CCTA East County Integrated Transit Study
Case Studies

CCTA East County Integrated Transit Study

Contra Costa County, CA

Increasing residential growth in Eastern Contra Costa County (East County) is quickly outpacing the growth of higher paying jobs in the region. As a result, many East County residents are bedroom commuters and super commuters to the Central County and Bay Area now suffering worsening peak period congestion and drive times along the SR-4 corridor. With cascading impacts on the quality of life for the area’s residents, employees, and visitors, this legacy auto-centric region requires a multi-faceted solution for changing transportation behavior.  

The Contra Costa Transportation Authority’s (CCTA) East County Integrated Transit Study (ECITS) developed a conceptual plan for delivering a fast, frequent, high capacity, zero-emission electric transit connection along the SR-4 corridor between the Antioch BART station and the proposed Brentwood Intermodal Transit Center at the Brentwood Innovation Center. The study evaluated the cost-effectiveness and viability of transit service alternatives to develop a near-term solution for implementation, with the ability to scale and evolve service to address the long-term mobility needs of East County.

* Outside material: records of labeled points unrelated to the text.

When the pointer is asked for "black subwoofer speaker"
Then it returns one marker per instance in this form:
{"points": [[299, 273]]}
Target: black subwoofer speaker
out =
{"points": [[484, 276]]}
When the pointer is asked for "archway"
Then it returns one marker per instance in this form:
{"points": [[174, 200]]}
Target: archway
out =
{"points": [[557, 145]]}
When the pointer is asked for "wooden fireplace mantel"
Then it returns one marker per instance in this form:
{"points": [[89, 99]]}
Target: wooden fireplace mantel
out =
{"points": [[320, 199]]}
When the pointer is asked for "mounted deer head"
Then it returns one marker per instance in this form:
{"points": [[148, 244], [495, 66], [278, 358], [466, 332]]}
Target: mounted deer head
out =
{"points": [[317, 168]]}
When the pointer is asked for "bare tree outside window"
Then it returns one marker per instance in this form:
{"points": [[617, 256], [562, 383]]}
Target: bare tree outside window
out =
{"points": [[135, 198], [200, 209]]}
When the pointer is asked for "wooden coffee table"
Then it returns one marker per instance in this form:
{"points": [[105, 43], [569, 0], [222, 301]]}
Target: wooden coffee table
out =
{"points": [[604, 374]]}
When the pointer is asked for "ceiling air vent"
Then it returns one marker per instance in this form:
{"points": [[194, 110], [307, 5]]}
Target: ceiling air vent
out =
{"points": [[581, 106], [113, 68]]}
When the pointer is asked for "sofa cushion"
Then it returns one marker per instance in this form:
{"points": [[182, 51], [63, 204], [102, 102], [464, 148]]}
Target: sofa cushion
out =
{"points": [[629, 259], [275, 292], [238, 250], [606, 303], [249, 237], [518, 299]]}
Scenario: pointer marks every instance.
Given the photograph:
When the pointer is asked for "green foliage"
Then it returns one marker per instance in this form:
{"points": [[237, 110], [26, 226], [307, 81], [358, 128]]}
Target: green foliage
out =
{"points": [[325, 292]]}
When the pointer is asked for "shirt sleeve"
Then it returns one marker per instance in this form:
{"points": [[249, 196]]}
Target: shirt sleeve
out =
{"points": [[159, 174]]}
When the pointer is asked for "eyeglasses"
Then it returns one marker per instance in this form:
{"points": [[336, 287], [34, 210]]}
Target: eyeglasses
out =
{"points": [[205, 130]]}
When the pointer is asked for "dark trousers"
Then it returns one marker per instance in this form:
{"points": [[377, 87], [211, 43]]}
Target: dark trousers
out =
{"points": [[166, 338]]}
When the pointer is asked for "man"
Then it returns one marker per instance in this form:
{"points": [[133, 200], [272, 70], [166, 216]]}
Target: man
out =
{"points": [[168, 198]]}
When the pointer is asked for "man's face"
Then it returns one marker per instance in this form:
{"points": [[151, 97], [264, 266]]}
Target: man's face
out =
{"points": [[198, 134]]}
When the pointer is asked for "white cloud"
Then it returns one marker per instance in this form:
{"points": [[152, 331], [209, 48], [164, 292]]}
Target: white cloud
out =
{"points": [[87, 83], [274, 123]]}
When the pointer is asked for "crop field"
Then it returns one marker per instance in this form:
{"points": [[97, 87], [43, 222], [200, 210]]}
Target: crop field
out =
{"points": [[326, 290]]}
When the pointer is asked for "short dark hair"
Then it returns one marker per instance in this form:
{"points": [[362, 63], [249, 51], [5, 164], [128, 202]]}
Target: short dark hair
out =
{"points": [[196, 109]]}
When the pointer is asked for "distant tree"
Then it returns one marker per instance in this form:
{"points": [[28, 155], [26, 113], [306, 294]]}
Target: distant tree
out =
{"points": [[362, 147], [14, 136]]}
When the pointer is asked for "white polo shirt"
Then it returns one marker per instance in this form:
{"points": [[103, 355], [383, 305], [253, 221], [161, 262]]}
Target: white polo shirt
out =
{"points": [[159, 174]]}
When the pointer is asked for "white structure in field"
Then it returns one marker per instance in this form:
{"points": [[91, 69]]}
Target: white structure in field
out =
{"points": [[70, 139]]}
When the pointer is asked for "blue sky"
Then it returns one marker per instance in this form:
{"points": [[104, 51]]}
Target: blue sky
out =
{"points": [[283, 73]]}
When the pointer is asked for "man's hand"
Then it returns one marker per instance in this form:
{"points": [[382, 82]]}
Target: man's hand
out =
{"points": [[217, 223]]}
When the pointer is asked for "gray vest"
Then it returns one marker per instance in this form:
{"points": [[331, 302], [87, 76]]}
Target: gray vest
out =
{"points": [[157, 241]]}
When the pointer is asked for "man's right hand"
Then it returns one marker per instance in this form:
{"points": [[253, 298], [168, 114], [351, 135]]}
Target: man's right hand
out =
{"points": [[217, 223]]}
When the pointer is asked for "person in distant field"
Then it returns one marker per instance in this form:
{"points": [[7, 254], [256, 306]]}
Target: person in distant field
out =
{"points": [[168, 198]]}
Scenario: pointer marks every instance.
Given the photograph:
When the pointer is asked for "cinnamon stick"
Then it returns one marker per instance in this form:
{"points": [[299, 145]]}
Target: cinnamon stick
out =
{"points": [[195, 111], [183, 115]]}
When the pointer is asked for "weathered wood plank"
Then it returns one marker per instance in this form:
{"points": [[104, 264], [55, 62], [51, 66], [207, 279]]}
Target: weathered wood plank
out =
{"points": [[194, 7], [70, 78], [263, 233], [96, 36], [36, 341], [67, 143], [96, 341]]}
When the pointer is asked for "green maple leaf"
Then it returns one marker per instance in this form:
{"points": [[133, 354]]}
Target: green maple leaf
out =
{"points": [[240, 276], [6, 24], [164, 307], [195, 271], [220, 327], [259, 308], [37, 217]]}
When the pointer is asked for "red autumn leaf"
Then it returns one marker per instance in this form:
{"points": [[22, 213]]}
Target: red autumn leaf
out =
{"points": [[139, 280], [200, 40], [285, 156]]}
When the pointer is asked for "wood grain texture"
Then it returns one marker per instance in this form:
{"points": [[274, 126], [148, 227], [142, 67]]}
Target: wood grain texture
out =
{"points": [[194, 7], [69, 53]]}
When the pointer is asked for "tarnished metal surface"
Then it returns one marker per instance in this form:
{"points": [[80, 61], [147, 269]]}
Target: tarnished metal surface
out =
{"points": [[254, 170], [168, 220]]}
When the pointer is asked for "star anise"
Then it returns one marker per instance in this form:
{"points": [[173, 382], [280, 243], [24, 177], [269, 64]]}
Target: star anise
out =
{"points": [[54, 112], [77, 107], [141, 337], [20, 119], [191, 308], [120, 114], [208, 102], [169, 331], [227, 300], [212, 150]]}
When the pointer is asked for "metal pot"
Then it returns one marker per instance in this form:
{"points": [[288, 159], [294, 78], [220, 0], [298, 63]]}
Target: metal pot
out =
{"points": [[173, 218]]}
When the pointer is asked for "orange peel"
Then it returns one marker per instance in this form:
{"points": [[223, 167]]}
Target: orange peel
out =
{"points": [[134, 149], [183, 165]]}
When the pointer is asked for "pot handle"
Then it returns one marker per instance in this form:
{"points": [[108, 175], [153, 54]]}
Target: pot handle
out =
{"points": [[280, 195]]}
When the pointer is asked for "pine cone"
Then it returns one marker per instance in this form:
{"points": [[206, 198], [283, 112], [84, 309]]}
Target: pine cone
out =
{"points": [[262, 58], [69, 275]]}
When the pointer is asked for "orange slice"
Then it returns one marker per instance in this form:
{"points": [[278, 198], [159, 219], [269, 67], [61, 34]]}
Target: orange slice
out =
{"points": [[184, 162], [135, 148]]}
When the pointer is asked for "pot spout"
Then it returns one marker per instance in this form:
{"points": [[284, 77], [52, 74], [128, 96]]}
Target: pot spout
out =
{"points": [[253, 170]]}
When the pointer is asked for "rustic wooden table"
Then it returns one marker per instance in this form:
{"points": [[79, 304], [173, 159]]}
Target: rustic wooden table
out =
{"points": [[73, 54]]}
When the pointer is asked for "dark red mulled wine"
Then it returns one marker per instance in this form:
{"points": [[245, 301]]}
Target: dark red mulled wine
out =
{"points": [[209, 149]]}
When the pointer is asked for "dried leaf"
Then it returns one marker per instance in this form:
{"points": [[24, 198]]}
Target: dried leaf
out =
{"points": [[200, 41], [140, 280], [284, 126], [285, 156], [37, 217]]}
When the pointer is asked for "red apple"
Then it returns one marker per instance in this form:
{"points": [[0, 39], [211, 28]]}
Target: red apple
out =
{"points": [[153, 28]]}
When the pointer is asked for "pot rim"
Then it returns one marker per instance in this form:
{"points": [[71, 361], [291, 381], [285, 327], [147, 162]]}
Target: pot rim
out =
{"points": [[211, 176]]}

The ECITS created an actionable set of near-term and long-term recommendations to implement high-capacity transit (HCT) that extends from Antioch Station farther into East County, with consideration of the near-term need for a competitive transit alternative to driving. A locally preferred alternative (LPA) was be identified that allows HCT service in the SR-4 corridor to grow and evolve with additional long-term investments.

As the prime consultant, Nelson\Nygaard led the facilitation of advisory committees; public involvement; travel demand modeling; the development of alternatives such as service operating plans and conceptual design; establishing an evaluation framework; cost estimating; and implementation planning. The project culminated with the selection of an LPA that addresses local needs and project purposes, while also meeting the FTA’s project evaluation benchmarks. Central to these activities was evaluating the feasibility of converting a bus rapid transit guideway to a light rail guideway in the future when warranted by ridership demand and funding availability.